Ricky Kresslein

Cobwebs In My Pots And Pans


There are cobwebs in my pots and pans. This may sound like a bad thing, but it is actually quite the opposite. Recently, a hurricane passed through the South Pacific, missing Fiji by about 900 kilometers, but still bringing high winds and torrential downpour. I had to take my pots and pans down from their hooks for the first time in two months in order to catch the rain leaking from my roof. In other words, I haven’t cooked in two months.
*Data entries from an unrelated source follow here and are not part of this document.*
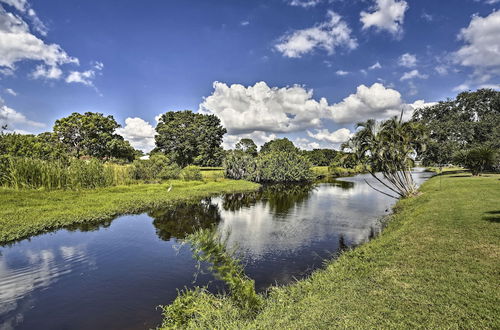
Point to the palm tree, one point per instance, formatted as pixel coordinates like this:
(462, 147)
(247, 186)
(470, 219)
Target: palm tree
(388, 148)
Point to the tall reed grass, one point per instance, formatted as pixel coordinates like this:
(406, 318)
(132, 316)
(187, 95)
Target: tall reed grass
(30, 173)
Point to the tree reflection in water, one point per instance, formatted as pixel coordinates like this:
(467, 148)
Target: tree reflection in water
(185, 218)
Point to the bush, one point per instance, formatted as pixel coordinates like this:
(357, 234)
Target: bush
(282, 166)
(191, 173)
(158, 167)
(272, 166)
(239, 165)
(477, 159)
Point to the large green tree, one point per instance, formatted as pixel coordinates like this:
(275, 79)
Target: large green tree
(388, 147)
(92, 134)
(320, 157)
(42, 146)
(190, 138)
(247, 146)
(471, 119)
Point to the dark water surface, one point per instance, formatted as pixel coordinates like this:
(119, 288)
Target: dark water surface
(113, 275)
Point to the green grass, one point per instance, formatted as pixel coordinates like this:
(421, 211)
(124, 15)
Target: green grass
(435, 266)
(28, 212)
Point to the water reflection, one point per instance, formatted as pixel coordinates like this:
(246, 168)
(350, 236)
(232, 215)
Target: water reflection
(184, 219)
(119, 271)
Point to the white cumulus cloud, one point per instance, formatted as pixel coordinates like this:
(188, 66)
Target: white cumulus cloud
(139, 133)
(263, 108)
(408, 60)
(386, 15)
(412, 75)
(328, 36)
(481, 50)
(375, 66)
(339, 136)
(304, 3)
(85, 77)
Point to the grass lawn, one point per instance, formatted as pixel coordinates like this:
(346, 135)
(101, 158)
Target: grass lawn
(28, 212)
(435, 266)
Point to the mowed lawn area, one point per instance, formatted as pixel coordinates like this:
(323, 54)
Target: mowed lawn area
(435, 266)
(28, 212)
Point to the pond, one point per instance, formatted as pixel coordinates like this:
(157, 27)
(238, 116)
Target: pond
(113, 275)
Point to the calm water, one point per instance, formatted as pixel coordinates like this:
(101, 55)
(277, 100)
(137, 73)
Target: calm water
(113, 275)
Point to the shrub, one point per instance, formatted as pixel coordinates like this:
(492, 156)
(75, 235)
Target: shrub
(280, 166)
(191, 173)
(239, 165)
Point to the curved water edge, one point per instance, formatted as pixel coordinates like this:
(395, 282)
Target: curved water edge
(114, 274)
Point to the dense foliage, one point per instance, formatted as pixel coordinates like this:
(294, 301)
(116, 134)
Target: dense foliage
(278, 145)
(248, 146)
(389, 147)
(43, 146)
(92, 134)
(320, 157)
(279, 162)
(190, 138)
(470, 120)
(282, 166)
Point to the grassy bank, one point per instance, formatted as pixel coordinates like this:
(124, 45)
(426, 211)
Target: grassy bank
(436, 265)
(28, 212)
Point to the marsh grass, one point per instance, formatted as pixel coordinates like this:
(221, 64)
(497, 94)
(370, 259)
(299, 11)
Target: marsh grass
(435, 266)
(32, 173)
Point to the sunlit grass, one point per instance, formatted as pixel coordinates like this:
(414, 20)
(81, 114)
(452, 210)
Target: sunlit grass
(28, 212)
(435, 266)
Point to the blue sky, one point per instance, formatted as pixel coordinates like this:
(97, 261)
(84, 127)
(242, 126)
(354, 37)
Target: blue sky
(306, 69)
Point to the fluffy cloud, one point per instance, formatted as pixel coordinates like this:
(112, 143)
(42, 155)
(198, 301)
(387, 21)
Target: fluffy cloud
(10, 91)
(375, 66)
(387, 15)
(18, 44)
(139, 133)
(413, 74)
(375, 101)
(46, 72)
(305, 144)
(482, 46)
(262, 108)
(408, 60)
(304, 3)
(328, 35)
(14, 119)
(85, 77)
(339, 136)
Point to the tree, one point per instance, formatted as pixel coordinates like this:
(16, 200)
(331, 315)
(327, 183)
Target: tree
(278, 145)
(470, 120)
(44, 146)
(92, 134)
(320, 157)
(388, 147)
(190, 138)
(248, 146)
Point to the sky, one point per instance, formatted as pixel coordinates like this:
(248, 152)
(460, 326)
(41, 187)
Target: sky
(303, 69)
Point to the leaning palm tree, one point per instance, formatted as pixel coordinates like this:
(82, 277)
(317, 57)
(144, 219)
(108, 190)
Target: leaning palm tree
(388, 149)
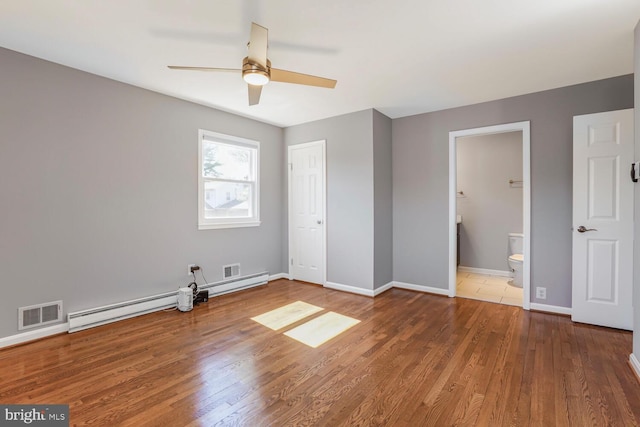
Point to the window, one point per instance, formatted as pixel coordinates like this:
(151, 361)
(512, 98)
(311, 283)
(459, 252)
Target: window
(228, 190)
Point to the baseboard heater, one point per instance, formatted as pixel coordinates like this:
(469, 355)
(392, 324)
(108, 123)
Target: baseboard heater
(86, 319)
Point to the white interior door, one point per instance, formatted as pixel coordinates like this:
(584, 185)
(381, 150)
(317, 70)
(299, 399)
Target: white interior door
(307, 212)
(603, 151)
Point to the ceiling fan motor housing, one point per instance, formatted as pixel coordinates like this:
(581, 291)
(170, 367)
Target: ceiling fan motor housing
(254, 73)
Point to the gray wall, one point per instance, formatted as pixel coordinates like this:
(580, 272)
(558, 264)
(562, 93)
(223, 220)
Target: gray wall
(491, 208)
(98, 183)
(420, 180)
(636, 242)
(383, 200)
(350, 194)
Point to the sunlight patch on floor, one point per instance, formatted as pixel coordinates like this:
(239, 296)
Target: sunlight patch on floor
(321, 329)
(286, 315)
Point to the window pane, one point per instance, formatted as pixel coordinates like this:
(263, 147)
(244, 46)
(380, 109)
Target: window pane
(227, 161)
(227, 200)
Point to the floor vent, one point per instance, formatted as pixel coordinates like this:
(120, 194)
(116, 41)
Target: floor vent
(231, 270)
(39, 315)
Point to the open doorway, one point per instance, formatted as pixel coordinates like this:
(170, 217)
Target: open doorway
(455, 137)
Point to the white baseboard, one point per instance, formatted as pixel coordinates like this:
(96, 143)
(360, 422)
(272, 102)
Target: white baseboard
(350, 289)
(278, 276)
(34, 335)
(500, 273)
(382, 289)
(635, 365)
(420, 288)
(550, 308)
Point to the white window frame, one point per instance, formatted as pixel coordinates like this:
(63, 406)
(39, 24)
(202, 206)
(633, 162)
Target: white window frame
(229, 222)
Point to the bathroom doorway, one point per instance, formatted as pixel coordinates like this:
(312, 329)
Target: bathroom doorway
(496, 202)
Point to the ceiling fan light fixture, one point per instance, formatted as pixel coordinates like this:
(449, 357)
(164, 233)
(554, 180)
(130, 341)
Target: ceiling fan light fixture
(255, 74)
(256, 78)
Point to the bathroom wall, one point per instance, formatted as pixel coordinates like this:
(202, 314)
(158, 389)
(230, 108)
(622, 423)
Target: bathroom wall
(421, 180)
(491, 208)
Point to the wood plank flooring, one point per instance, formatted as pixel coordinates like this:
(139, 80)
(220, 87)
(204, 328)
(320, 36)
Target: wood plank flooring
(414, 360)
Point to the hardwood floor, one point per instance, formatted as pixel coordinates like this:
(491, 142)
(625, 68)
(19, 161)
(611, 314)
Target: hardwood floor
(414, 360)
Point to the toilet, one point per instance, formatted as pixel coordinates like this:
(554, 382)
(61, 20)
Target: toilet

The first week of February I was invited to eat breakfast with my Turaga ni Koro (village headman), Taniela. I was explaining to him that I had lost twenty pounds in the six months I had been in Fiji and I just wasn’t used to the diet or way of life here. I was used to having grocery stores a few minutes down the road and a refrigerator where I could store meats and other perishables—things that would help fatten me up. I was not familiar with the daily fishing and farming lifestyle.

I told Taniela that I had been considering paying a family in the village on a weekly basis in exchange for three meals a day. He told me that as the Turaga ni Koro it is his job to make sure I am taken care of. He would certainly feed me. I had to push before he would accept any money from me, but we finally agreed on ten dollars per week (US$5). That may sound like nothing in America, and it is very affordable for me here in Fiji, but it is decent side-income for him.

Hence, my pots and pans have cobwebs.